ANATOMY OF ME (367 pp.)—Fannie Hurst—Doubleday ($5).

Theodore Dreiser, that shaggy old lion of American letters, sat in a library reference room reading St. Thomas Aquinas. Next to Dreiser sat Miss Fannie Hurst, author. They started to talk, and so fascinated was Dreiser by her remarks on Aquinas that he insisted on continuing the conversation even though she had to catch a plane to St. Louis. Dreiser, as Author Hurst now tells it, flew right along with her, but not before asking her husband if he had any objections. He did not. which leads Author Hurst to remark: “This throws a revealing light on my wonderful kind of marriage.” Up in the airplane, Dreiser talked all the time. “Damn it,” he growled, “up to a year ago I lived all of my life without God, and I might have had Him always. . .”

Comments Miss Hurst: “There I sat . . . with no words to console the massive Dreiser, who had almost missed God. He died a few months later.”

This 1945 episode is typical not only of the style of her autobiography, but of Fannie Hurst’s literary career: her word power has somehow never quite kept pace with her lofty ambitions. Not that Autobiographer Hurst is short of words. She has plenty of words,

rich words,

round words

the kind of words that demand to be set off in short, separate paragraphs.

And Miss Hurst is not one to resist such a demand.

Not she.

Glaze of Words. Thus, as if she were herself the heroine of a Fannie Hurst novel, she traces her progress from the conventional, middle-class home of her St. Louis childhood to her present, medievally furnished, stained-glass-windowed, triplex apartment in Manhattan.

In the home of Shoe Manufacturer Samuel Hurst, “a spade was a spade was a spade.” Young Fannie was troubled by being fat, by being Jewish, above all by Mama, who was (as Author Hurst shows her in a striking portrait) vulgar, loud, socially ambitious, a woman young Fannie had to love and also had to get away from at any cost.

At St.

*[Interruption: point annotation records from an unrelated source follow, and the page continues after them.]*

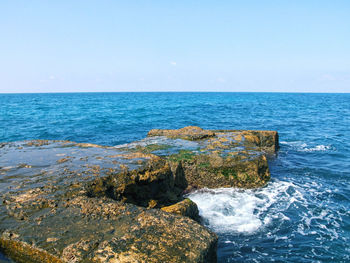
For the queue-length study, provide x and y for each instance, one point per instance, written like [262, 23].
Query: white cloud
[221, 80]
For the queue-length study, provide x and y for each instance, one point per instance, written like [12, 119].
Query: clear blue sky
[66, 46]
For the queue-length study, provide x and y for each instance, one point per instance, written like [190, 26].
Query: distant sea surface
[302, 215]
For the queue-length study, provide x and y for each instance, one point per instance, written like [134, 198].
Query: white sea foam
[244, 211]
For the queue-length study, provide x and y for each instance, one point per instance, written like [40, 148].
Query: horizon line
[77, 92]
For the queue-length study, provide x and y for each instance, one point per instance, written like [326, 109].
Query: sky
[229, 46]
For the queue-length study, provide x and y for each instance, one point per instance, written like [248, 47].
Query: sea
[301, 215]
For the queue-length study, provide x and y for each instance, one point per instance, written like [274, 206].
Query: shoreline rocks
[71, 202]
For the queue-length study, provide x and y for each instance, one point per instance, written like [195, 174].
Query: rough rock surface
[76, 202]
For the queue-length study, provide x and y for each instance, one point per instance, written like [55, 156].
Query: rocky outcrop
[71, 202]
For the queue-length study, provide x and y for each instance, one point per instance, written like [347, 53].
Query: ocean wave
[304, 147]
[245, 211]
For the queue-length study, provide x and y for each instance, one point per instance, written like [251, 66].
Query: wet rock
[187, 133]
[103, 230]
[184, 208]
[71, 202]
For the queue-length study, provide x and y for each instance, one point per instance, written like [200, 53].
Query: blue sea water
[302, 215]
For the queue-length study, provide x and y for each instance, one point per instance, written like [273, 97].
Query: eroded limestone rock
[72, 202]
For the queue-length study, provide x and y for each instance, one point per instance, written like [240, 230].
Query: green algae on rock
[76, 202]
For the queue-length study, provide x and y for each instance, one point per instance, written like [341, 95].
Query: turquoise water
[302, 215]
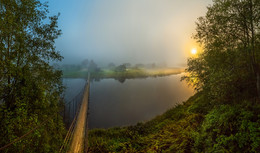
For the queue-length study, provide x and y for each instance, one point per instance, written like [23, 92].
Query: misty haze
[133, 76]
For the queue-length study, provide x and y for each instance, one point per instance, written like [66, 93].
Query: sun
[194, 51]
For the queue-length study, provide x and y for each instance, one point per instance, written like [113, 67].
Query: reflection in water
[118, 104]
[73, 87]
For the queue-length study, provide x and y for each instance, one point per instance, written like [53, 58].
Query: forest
[223, 115]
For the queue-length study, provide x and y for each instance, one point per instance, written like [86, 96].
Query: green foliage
[230, 129]
[30, 88]
[224, 115]
[229, 63]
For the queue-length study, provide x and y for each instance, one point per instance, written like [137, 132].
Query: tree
[229, 64]
[30, 87]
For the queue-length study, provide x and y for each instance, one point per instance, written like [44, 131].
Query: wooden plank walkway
[79, 142]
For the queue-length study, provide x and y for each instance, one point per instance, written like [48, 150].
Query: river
[114, 103]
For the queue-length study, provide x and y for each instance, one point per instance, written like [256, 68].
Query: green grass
[194, 126]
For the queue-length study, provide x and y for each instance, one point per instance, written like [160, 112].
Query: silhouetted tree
[30, 87]
[230, 36]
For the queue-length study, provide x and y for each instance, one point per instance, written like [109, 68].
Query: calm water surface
[113, 103]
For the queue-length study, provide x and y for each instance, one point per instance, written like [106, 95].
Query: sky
[121, 31]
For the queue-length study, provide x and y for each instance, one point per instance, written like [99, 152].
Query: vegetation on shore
[195, 126]
[127, 73]
[30, 87]
[224, 115]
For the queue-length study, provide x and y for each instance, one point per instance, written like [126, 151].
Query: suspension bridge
[75, 116]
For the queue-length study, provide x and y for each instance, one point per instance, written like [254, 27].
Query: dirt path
[78, 139]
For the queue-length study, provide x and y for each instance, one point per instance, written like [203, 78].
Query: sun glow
[194, 51]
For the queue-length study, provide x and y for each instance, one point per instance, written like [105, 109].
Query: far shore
[128, 73]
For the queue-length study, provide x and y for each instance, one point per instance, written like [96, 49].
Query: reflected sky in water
[118, 104]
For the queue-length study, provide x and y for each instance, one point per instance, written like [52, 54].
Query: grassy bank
[128, 73]
[194, 126]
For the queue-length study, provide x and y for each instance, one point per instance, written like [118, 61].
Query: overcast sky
[135, 31]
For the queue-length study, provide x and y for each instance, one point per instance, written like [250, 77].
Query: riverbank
[194, 126]
[127, 73]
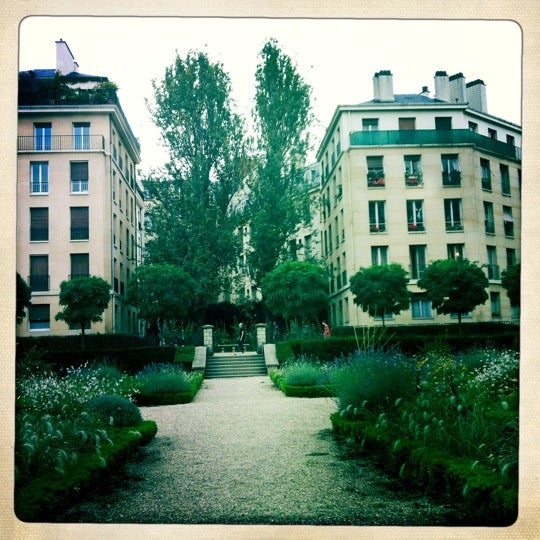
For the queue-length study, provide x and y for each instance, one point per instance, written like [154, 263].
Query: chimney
[65, 62]
[458, 91]
[476, 95]
[383, 87]
[442, 88]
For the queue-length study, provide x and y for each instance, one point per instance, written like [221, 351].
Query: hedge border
[482, 496]
[53, 492]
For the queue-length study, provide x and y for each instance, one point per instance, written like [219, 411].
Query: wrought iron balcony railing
[435, 137]
[58, 143]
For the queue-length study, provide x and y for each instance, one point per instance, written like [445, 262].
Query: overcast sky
[337, 58]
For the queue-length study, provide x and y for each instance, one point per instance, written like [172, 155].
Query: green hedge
[53, 492]
[483, 496]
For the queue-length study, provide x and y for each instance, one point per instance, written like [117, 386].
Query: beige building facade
[409, 179]
[79, 205]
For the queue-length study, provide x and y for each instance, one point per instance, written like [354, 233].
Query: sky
[336, 57]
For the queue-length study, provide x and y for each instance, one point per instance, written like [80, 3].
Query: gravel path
[242, 453]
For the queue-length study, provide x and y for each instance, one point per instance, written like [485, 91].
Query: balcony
[59, 143]
[435, 137]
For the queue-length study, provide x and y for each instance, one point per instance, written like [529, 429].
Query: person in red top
[326, 329]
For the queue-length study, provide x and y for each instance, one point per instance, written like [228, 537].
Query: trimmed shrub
[114, 410]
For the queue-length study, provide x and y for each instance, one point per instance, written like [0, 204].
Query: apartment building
[79, 204]
[409, 179]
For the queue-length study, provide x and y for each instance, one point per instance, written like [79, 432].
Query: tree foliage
[24, 294]
[279, 199]
[189, 220]
[84, 300]
[511, 281]
[297, 290]
[454, 286]
[161, 292]
[381, 289]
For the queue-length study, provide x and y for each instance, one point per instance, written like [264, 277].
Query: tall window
[415, 215]
[79, 176]
[418, 260]
[508, 220]
[370, 124]
[379, 255]
[375, 171]
[489, 221]
[455, 251]
[486, 174]
[39, 177]
[421, 306]
[39, 272]
[39, 317]
[80, 266]
[79, 223]
[451, 173]
[452, 214]
[376, 216]
[413, 170]
[505, 179]
[39, 224]
[81, 135]
[42, 136]
[492, 267]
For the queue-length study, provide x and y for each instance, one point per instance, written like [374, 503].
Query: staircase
[223, 365]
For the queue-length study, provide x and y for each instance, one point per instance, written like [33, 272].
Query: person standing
[326, 330]
[241, 337]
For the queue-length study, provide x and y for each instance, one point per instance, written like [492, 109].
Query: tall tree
[189, 223]
[24, 294]
[381, 289]
[454, 286]
[162, 292]
[84, 300]
[279, 200]
[297, 290]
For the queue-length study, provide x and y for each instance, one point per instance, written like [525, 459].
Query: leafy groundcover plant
[454, 432]
[166, 384]
[62, 446]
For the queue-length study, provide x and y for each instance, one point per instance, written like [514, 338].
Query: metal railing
[435, 137]
[58, 143]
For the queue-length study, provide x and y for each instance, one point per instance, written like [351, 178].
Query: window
[486, 174]
[413, 170]
[450, 170]
[79, 223]
[508, 221]
[407, 123]
[495, 300]
[421, 306]
[379, 255]
[79, 176]
[505, 179]
[443, 122]
[79, 265]
[81, 135]
[39, 177]
[455, 251]
[39, 317]
[452, 214]
[370, 124]
[376, 216]
[415, 216]
[39, 224]
[489, 221]
[39, 273]
[418, 260]
[375, 171]
[492, 266]
[42, 136]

Louis’ coed Washington University, Fannie did not participate in “the ‘spooning’ that I had reason to suspect went on between students.” Instead she wrote blank verse. Visiting Manhattan with her father, Fannie looked down from a hotel window and saw her future. People, she remembers, were “flowing like slow molasses, yet full of heartbeat and fear and hope and power and—infinity. Those people down there were composed of persons.” She would have to live in New York, find the persons among the people, glaze them with her words.

Autobiographer Hurst still seems convinced that no one ever had a more difficult time pulling loose from parents. But eventually, on the end of a great rubber band that would occasionally snap her back to St. Louis, she returned to Manhattan alone. She worked as a salesgirl at Macy’s, a waitress at Childs, wrote constantly. After several years, the Saturday Evening Post accepted the 36th manuscript she had sent them—and she was a hit.

Dew on the Rose. From this point on. Author Hurst’s Anatomy fans out into a swiftly sketched, vaguely chronological record of her experiences as a successful “women’s writer.” Her secret marriage to the late Russian-born Pianist Jacques Danielson became celebrated when a reporter uncovered it, learned that the couple kept separate apartments. “You mean, you never meet for breakfast?” said the A.P. man. “Oh, two or three times a week.” said Fannie. “Our way of keeping the dew on the rose.”

There were fleeting acquaintances with Sinclair Lewis, Edna St. Vincent Millay, Scott Fitzgerald. But despite Fannie’s reputation as a literary salon-keeper, she says that literary personalities made her nervous. To Fannie, the famed Algonquin Hotel Round Table was mostly “a group of pundits, wits, wags, versifiers.” Wrote Mama from St. Louis: “How is it you never mention being at that hotel with the Indian name?” The answer is that the Indian wags of the Round Table would have scalped her.

And yet her fans may well ask: How many of the Algonquin crowd have endured as long as Fannie Hurst? The Satevepost’s George Horace Lorimer, she recalls, once wrote her: “Less red meat in your stories, please. Let us have some delicate white cuts.” Red meat, which was rarely on the menu at the Algonquin, is Author Hurst’s undisputed specialty. And that, compared to some other fare available today, at least makes for a square meal—even if her fancy sauces are always indigestible.